Question

I want to wrap a class in Java but the problem is as follows:

public class A {

    public A() {
       doSomething();
    }

    public void doSomething() {
    }

}

Now when I try to wrap this class and delegate all methods to the wrapper

public class Wrapper extends A {

   private final A a;

   public Wrapper(A a) {
      super();
      this.a = a;
   }

   @Override
   public void doSomething() {
      this.a.doSomeThing();
   }


}

of course I get a NPE as 'a' is still null as it is set after the super()-call which calls the overriden doSomething() method. Is there any solution for this problem? The only thing that came to my mind was making a factory method and setting a static variable holding the reference to a but this seems ugly to me.

Was it helpful?

Solution 3

A way for this to be avoided is by exposing an init method (or any other name) from your base class (if you are in control of its logic). Then move the call from the constructor to the init method:

public class A {

    public A() {
    }

    public void init() {
        doSomething();
    }

    public void doSomething() {
    }
}

You should update your code to call the init method after making an instance of the class, which may be a bit of boilerplate:

A instance = new Wrapper();
instance.init();

instead of just

A instance = new Wrapper();

If you use Spring and DI, you can specify an init-method in the xml context, so Spring will call it for you when it resolves the dependency.

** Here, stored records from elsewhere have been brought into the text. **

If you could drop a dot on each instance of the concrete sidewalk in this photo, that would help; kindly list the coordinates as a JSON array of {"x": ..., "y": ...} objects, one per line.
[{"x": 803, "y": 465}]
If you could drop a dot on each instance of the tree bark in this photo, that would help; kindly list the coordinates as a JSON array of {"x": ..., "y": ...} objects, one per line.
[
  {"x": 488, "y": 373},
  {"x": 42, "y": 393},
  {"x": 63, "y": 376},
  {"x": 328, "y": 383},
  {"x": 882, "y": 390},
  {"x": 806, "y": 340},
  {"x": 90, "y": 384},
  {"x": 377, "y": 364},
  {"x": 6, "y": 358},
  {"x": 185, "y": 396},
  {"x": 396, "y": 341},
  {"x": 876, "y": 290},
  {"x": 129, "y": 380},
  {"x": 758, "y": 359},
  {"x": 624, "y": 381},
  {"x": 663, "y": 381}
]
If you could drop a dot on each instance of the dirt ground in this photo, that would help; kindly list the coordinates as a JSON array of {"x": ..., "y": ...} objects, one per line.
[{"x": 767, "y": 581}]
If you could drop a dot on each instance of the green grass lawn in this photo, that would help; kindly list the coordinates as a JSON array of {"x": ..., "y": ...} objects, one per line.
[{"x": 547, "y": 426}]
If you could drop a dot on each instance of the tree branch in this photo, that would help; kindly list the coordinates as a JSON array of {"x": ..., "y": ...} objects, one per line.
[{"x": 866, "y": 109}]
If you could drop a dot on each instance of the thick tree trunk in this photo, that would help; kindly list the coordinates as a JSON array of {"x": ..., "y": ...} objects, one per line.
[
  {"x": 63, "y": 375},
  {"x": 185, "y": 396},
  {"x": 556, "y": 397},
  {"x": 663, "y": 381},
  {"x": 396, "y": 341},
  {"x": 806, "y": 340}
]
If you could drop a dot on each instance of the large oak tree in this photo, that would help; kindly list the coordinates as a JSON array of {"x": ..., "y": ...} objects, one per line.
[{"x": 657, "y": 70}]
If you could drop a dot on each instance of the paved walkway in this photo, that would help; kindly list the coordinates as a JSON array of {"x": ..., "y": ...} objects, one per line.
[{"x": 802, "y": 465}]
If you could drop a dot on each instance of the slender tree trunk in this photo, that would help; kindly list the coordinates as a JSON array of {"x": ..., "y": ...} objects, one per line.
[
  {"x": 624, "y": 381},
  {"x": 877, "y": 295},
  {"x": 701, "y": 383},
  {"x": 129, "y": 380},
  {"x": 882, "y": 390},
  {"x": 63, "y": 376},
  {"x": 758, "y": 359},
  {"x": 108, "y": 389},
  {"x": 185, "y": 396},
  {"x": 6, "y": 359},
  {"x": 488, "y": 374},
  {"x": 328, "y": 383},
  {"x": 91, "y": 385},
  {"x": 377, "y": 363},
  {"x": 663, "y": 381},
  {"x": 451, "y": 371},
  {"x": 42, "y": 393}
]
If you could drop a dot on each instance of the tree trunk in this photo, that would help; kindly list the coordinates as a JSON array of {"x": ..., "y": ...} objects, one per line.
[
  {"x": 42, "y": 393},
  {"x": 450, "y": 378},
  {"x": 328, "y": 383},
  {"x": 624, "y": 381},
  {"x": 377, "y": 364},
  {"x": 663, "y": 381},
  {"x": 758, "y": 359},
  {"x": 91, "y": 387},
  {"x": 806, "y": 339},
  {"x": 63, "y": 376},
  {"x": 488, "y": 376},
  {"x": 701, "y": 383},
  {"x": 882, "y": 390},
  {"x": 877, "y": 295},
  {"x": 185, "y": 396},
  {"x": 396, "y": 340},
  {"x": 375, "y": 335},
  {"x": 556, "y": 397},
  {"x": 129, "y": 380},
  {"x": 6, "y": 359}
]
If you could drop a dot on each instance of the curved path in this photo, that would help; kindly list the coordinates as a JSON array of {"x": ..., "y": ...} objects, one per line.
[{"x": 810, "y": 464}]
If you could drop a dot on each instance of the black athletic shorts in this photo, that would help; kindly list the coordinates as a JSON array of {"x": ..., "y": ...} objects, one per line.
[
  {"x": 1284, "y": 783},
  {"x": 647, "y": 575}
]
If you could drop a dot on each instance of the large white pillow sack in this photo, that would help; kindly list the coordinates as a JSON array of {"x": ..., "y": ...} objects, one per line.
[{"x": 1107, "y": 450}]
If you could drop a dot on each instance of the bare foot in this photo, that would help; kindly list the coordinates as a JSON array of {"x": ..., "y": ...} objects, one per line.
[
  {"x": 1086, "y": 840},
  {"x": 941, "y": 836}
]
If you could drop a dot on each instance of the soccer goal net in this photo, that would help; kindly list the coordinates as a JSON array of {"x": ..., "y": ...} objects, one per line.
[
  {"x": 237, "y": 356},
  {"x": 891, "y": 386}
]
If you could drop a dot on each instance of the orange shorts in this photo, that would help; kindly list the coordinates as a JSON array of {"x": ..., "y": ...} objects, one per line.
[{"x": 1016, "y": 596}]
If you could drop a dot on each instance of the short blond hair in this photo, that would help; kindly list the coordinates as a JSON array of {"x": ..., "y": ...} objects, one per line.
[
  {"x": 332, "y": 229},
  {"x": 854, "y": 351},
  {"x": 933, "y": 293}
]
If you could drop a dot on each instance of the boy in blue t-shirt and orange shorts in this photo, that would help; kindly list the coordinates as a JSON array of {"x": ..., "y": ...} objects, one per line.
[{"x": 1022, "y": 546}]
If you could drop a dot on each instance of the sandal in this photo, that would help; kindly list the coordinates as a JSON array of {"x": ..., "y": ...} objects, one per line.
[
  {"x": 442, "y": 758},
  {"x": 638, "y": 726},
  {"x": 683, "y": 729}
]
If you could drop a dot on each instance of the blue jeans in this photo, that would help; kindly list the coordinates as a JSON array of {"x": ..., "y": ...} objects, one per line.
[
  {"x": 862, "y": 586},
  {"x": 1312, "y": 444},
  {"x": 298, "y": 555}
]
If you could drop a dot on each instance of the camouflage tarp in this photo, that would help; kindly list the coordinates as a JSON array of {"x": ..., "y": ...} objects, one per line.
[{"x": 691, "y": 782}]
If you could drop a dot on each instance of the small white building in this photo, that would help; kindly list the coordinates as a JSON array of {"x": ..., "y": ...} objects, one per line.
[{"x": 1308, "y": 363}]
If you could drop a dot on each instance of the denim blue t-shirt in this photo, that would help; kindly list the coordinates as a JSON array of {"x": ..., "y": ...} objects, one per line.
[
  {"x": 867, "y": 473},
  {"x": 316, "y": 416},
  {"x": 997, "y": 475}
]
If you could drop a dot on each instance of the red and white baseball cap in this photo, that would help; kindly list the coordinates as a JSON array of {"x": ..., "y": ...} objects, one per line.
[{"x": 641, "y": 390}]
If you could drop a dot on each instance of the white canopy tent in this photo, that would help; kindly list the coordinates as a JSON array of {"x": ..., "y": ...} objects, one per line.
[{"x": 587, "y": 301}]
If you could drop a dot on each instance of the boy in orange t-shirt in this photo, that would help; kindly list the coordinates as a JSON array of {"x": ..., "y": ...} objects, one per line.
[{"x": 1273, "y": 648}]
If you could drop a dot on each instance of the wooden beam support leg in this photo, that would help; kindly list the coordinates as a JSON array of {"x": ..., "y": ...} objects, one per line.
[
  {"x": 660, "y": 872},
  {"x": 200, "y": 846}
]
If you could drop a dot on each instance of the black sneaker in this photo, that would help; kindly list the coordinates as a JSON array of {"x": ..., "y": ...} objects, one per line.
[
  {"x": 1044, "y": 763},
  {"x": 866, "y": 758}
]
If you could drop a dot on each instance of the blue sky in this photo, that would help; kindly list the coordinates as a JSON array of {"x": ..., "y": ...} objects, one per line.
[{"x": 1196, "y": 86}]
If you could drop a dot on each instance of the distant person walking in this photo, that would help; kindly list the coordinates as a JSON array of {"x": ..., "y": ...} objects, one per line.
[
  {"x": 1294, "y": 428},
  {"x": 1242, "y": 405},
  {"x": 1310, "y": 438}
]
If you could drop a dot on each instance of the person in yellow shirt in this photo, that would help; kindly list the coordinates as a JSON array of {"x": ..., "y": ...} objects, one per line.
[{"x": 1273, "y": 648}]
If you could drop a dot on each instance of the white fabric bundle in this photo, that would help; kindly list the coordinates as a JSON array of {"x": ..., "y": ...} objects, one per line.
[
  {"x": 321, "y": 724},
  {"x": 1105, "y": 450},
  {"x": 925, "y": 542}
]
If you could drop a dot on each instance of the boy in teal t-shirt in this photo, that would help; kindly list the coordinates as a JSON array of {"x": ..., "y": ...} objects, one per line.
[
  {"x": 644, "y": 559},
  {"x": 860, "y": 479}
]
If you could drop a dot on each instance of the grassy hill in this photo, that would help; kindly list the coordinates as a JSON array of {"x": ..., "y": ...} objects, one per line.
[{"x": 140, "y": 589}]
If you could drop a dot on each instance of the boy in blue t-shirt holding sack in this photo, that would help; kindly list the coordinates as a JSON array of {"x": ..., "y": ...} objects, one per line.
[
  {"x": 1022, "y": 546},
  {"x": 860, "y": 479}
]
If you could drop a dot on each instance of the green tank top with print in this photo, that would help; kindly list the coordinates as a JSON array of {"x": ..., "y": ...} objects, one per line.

In case the doSomething method is public, and accepts no arguments, you can use it directly instead of the init method both in code and with Spring.

In general, use of overridable methods in a constructor is an anti-pattern, due to the problem you have encountered. There is no way to predict how a derived class will override the methods and if they rely on non-initialized resources, then you are in trouble.

OTHER TIPS

I'd recommend changing the code so that doSomething is not called in the constructor.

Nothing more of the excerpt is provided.